Seorang penikmat, penyelidik atau petualang,
mungkin dengan mudah mempunyai rasa “passion” maupun “intimate” dengan alam
disekelilingnya, namun belum tentu mempunyai “commitment” atau kesiapan dan
kerelaan untuk berkorban, jika terjadi sesuatu pada alam yang digelutinya.

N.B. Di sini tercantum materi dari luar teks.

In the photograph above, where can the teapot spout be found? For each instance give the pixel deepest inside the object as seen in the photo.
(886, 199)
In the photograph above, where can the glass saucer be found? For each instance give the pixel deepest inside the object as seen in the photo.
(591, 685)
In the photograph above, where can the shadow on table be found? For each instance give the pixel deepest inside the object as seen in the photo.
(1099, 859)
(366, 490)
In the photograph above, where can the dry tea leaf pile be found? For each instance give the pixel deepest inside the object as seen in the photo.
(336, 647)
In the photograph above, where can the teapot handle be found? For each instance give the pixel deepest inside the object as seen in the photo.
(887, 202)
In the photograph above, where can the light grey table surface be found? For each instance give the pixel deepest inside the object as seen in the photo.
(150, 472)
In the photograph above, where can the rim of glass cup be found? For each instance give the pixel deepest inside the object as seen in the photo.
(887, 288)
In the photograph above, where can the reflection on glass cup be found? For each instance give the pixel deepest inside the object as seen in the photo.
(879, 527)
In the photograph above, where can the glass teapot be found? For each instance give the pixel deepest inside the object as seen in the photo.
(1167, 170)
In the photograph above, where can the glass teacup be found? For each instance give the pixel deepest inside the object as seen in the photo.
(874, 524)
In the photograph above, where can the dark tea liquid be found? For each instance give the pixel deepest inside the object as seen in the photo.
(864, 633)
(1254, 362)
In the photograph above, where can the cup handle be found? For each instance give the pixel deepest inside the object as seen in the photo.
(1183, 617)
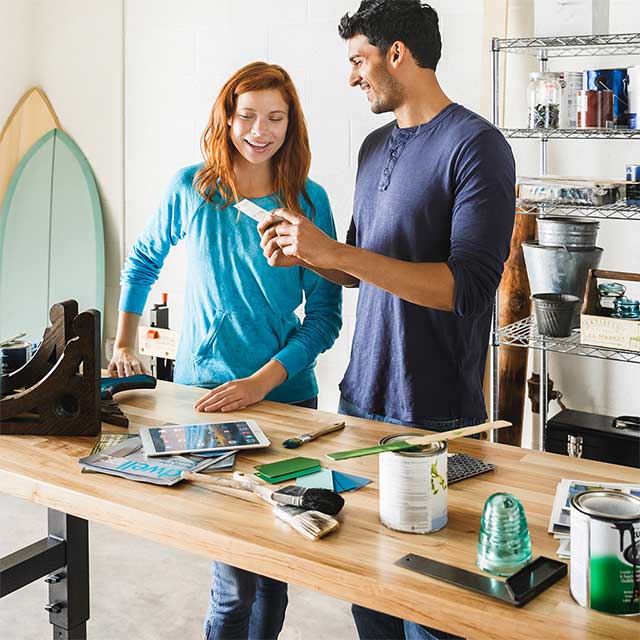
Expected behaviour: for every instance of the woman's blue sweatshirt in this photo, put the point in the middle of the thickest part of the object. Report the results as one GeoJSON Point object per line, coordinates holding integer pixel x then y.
{"type": "Point", "coordinates": [239, 311]}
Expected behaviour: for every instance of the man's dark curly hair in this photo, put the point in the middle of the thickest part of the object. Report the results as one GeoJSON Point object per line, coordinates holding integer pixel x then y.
{"type": "Point", "coordinates": [385, 21]}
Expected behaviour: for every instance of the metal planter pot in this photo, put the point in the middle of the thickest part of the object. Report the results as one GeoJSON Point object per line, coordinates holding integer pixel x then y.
{"type": "Point", "coordinates": [560, 269]}
{"type": "Point", "coordinates": [569, 232]}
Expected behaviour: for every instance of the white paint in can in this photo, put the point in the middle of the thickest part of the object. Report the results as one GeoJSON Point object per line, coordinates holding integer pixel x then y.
{"type": "Point", "coordinates": [413, 487]}
{"type": "Point", "coordinates": [633, 73]}
{"type": "Point", "coordinates": [605, 551]}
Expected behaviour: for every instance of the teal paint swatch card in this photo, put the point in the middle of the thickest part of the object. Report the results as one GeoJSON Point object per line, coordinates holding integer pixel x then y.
{"type": "Point", "coordinates": [347, 482]}
{"type": "Point", "coordinates": [334, 480]}
{"type": "Point", "coordinates": [322, 479]}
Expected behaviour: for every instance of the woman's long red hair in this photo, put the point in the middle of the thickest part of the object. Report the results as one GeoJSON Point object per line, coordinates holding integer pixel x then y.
{"type": "Point", "coordinates": [290, 163]}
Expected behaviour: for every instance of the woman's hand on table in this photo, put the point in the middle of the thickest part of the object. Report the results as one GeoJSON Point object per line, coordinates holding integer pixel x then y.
{"type": "Point", "coordinates": [124, 363]}
{"type": "Point", "coordinates": [232, 395]}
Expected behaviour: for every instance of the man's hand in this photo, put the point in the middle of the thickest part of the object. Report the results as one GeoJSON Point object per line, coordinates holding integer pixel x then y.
{"type": "Point", "coordinates": [295, 238]}
{"type": "Point", "coordinates": [232, 396]}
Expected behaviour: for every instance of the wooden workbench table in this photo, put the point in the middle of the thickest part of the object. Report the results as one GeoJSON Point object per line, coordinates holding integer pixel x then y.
{"type": "Point", "coordinates": [356, 563]}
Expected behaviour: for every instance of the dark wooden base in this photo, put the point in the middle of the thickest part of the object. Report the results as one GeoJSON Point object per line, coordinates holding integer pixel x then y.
{"type": "Point", "coordinates": [58, 391]}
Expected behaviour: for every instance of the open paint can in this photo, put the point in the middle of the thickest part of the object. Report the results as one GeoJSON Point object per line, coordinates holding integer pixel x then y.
{"type": "Point", "coordinates": [605, 551]}
{"type": "Point", "coordinates": [413, 487]}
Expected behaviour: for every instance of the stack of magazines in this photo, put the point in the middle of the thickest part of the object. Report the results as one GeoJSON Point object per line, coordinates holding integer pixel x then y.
{"type": "Point", "coordinates": [125, 457]}
{"type": "Point", "coordinates": [559, 523]}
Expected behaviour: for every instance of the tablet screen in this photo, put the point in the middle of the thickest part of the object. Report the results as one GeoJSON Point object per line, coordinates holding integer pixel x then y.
{"type": "Point", "coordinates": [192, 437]}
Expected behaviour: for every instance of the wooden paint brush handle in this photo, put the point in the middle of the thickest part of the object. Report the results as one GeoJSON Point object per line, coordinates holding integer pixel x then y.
{"type": "Point", "coordinates": [458, 433]}
{"type": "Point", "coordinates": [234, 485]}
{"type": "Point", "coordinates": [336, 426]}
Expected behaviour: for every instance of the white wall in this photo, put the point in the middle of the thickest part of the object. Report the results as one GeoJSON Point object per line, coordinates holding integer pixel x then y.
{"type": "Point", "coordinates": [15, 54]}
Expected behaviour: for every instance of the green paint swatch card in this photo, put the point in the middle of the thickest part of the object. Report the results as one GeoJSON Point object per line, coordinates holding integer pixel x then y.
{"type": "Point", "coordinates": [287, 476]}
{"type": "Point", "coordinates": [296, 466]}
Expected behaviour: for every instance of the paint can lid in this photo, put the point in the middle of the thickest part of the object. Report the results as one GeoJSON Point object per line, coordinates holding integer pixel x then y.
{"type": "Point", "coordinates": [609, 505]}
{"type": "Point", "coordinates": [419, 451]}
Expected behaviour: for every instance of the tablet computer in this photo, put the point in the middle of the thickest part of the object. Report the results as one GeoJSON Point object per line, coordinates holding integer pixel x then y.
{"type": "Point", "coordinates": [199, 438]}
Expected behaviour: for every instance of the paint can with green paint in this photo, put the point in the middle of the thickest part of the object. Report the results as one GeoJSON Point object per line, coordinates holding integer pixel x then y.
{"type": "Point", "coordinates": [605, 551]}
{"type": "Point", "coordinates": [413, 487]}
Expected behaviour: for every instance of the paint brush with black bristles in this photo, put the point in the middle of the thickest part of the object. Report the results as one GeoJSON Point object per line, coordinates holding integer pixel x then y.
{"type": "Point", "coordinates": [298, 441]}
{"type": "Point", "coordinates": [313, 525]}
{"type": "Point", "coordinates": [307, 498]}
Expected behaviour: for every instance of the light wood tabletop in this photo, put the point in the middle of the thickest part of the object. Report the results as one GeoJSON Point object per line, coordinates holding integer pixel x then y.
{"type": "Point", "coordinates": [355, 563]}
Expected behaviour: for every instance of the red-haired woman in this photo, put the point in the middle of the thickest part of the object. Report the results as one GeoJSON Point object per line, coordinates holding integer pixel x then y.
{"type": "Point", "coordinates": [240, 336]}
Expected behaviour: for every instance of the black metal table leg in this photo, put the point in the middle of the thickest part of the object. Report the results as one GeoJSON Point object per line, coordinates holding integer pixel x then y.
{"type": "Point", "coordinates": [69, 587]}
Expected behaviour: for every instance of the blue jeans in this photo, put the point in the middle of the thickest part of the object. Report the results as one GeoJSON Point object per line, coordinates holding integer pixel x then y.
{"type": "Point", "coordinates": [244, 604]}
{"type": "Point", "coordinates": [373, 625]}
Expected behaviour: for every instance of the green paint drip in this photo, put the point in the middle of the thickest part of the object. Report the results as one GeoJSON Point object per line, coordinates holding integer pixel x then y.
{"type": "Point", "coordinates": [435, 475]}
{"type": "Point", "coordinates": [610, 593]}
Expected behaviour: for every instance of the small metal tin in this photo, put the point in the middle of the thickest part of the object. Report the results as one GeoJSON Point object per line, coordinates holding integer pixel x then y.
{"type": "Point", "coordinates": [632, 175]}
{"type": "Point", "coordinates": [413, 487]}
{"type": "Point", "coordinates": [605, 551]}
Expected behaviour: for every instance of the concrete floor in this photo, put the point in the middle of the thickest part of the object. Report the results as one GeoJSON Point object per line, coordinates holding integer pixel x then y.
{"type": "Point", "coordinates": [141, 590]}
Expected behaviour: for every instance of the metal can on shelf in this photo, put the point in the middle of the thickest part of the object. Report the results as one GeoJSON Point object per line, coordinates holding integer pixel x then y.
{"type": "Point", "coordinates": [632, 176]}
{"type": "Point", "coordinates": [614, 80]}
{"type": "Point", "coordinates": [595, 109]}
{"type": "Point", "coordinates": [633, 90]}
{"type": "Point", "coordinates": [544, 100]}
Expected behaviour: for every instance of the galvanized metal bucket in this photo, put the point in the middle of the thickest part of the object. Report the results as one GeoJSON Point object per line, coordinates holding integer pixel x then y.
{"type": "Point", "coordinates": [560, 269]}
{"type": "Point", "coordinates": [555, 231]}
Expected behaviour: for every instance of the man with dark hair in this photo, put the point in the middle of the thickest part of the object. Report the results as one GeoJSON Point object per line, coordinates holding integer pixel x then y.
{"type": "Point", "coordinates": [433, 213]}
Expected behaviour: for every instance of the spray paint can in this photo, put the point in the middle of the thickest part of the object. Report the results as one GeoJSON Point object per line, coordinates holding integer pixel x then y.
{"type": "Point", "coordinates": [413, 487]}
{"type": "Point", "coordinates": [605, 551]}
{"type": "Point", "coordinates": [615, 80]}
{"type": "Point", "coordinates": [634, 96]}
{"type": "Point", "coordinates": [570, 83]}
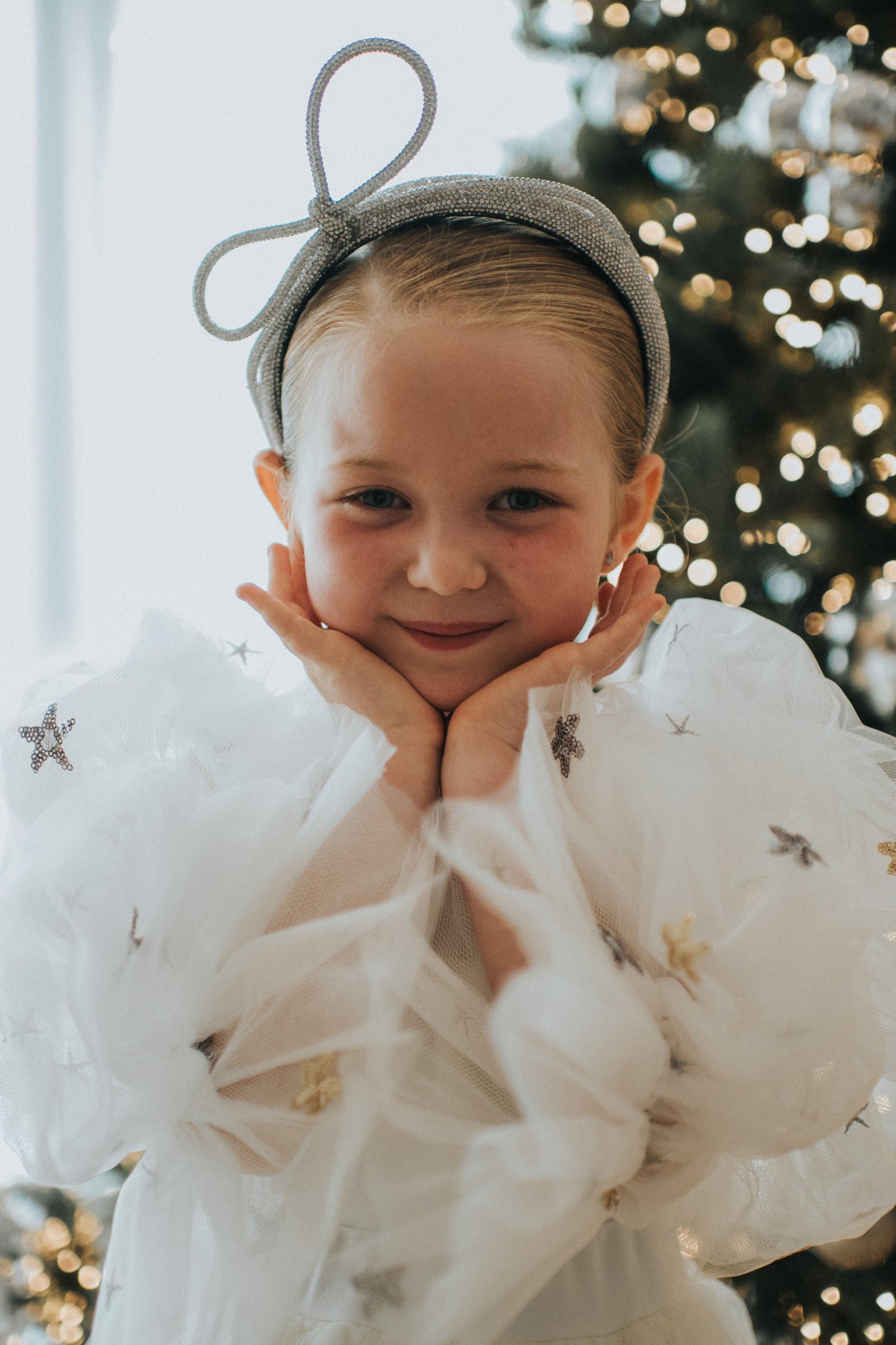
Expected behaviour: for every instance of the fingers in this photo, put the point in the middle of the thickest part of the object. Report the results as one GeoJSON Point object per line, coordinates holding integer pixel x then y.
{"type": "Point", "coordinates": [300, 635]}
{"type": "Point", "coordinates": [606, 653]}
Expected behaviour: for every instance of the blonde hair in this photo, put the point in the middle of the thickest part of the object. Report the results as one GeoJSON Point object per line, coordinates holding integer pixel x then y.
{"type": "Point", "coordinates": [486, 272]}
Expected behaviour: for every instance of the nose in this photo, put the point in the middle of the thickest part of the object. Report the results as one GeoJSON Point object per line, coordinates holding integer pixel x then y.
{"type": "Point", "coordinates": [446, 562]}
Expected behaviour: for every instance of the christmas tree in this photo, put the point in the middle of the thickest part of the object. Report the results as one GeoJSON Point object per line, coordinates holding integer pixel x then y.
{"type": "Point", "coordinates": [750, 151]}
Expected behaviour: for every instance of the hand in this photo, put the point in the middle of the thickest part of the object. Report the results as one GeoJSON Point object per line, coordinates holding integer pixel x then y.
{"type": "Point", "coordinates": [486, 732]}
{"type": "Point", "coordinates": [346, 673]}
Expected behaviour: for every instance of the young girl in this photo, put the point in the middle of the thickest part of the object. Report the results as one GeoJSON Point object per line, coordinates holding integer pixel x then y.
{"type": "Point", "coordinates": [456, 1002]}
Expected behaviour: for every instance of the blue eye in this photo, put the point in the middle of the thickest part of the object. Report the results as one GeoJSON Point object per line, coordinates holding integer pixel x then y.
{"type": "Point", "coordinates": [522, 500]}
{"type": "Point", "coordinates": [376, 498]}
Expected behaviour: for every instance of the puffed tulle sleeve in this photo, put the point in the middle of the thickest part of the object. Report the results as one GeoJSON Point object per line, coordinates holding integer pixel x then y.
{"type": "Point", "coordinates": [701, 868]}
{"type": "Point", "coordinates": [203, 941]}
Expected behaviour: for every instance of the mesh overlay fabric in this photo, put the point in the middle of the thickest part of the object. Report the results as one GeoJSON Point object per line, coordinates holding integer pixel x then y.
{"type": "Point", "coordinates": [225, 942]}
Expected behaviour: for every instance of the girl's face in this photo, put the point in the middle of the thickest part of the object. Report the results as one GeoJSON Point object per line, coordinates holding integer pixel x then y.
{"type": "Point", "coordinates": [454, 499]}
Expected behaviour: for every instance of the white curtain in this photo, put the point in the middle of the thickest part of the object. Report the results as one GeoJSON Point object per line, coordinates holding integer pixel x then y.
{"type": "Point", "coordinates": [136, 135]}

Pembeda dari penikmat, penyelidik dan petualang
dengan Pecinta-Alam, terletak dalam “commitment” yang telah ditanamkan sejak
awal, dalam masa pembentukan kepribadian pecinta alam saat mengikuti pendidikan
dasar, dan dibangun lebih kokoh dalam pengembaraan serta pergaulannya dengan
alam itu sendiri.
Dari
kutipan diatas maka tadi ketika seminar berlangsung saya coba bertanya kepada
forum dan panelis bahwa apa batasan orang-orang yang mengaku Pecinta Alam dengan
Non-Pecinta Alam. Kalau memakai entitas Cinta
dari Erich Fromm, orang-orang di Walhi, GreenPeace ataupun Riyani Djangkaru
lebih tepat disebut pecinta alam dibanding kita-kita ini yang mengaku pecinta
alam. Karena dari ketiga indikatornya, semua terpenuhi bahwa mereka adalah
orang-orang yang memiliki passion, orang-orang
yang sudah intim dan akrab dengan alam, dan jelas mereka adalah orang-orang
yang memiliki komitmen karena Walhi dan GreenPeace rela mati dalam memperjuangkan
lingkungan. Pun Riyani Djangkaru setelah tidak lagi di Jejak Petualang kini menjadi
aktifis penyelamatan Hiu di Indonesia. Sedang kita yang berada di lingkungan
pecinta alam linglung dan mungkin cuma mentok pada passion dan Intimate namun
kita gagal atau takut berkomitmen. Selayaknya ketika suka dengan perempuan kita
cuma berani berpacaran namun ketika diajak berbicara pernikahan tidak semua kita
berani berkata tegas bilang ‘Ya’ karena tak sanggup akan komitmen.Jadi dari bahasan seminar kali ini terlihat jelas cuma terpaku ke kata Alam namun tidak fokus ke kata Cinta-nya. forum gagal mengeksplorasi Cinta. Persoalan alam sudah finish kita tak perlu belajar pada alam karena alam
sudah memberi kita pelajaran.
Belum
lagi ada yang bertanya apa bedanya Pe dan Pen dalam kata Pecinta dan Pencinta
alam. Hal ini pernah dibahasa dalam forum semacam seminar oleh UKM PA Edelweis FS
UH (asal organisasi saya) yang membuktikan satu hal, kita tidak cukup baik
dalam mendokumentasikan dan mensosialisasikan hasil forum yang kita buat. Itulah
kenapa kadang saya skeptis dengan forum-forum yang dibuat dalam rangka
menggugat eksistensi Pecinta Alam karena kadang ada bias antara apakah kita benar-benar ingin mencari akar persoalan atau cuma sekedar
euphoria kita akan ruang ilmiah sebagai mahasiswa.
Hal
menarik lainnya yang muncul dalam seminar tadi bahwa ada siratan seolah-olah kita
sebagai Pecinta Alam sudah ter-standarisasi namun anehnya ada pe-nanya mengeluarkan definisinya
sendiri tentang apa itu pecinta alam. Dari itu saya sudah tekankan di awal
bahwa kita ini belum pernah bersepakat secara definitif apa itu pecinta alam
namun sudah ada hal-hal sumir bahwa yang benar itu ini, kalau yang itu salah,LOL. Bagaimana ceritanya?.
Saya
kira cukup dari banyaknya yang saya bisa ceritakan dari seminar tadi. Selalu menarik ketika ada diskusi seperti ini namun terasa ringkih. 60 tahun istilah itu ada tapi dentuman gugatannya baru saya rasakan 5 tahun belakang, tidakkah ini terasa absurd. Mudah-mudahan seminar –seminar semacam ini nantinya akan berganti angle dan
perspektif yang lain karena sudah ada tiga seminar yang saya hadiri dan hanya
berputar di lingkaran yang sama. Jika kita sepakat kata Pecinta Alam ada di
area yang tak bisa kita sentuh ibarat Agama mari bermain di
tataran syariat saja karena kita tidak mampu bertemu Tuhan dan mengajaknya
bersila sambil menyeruput kopi sesekali.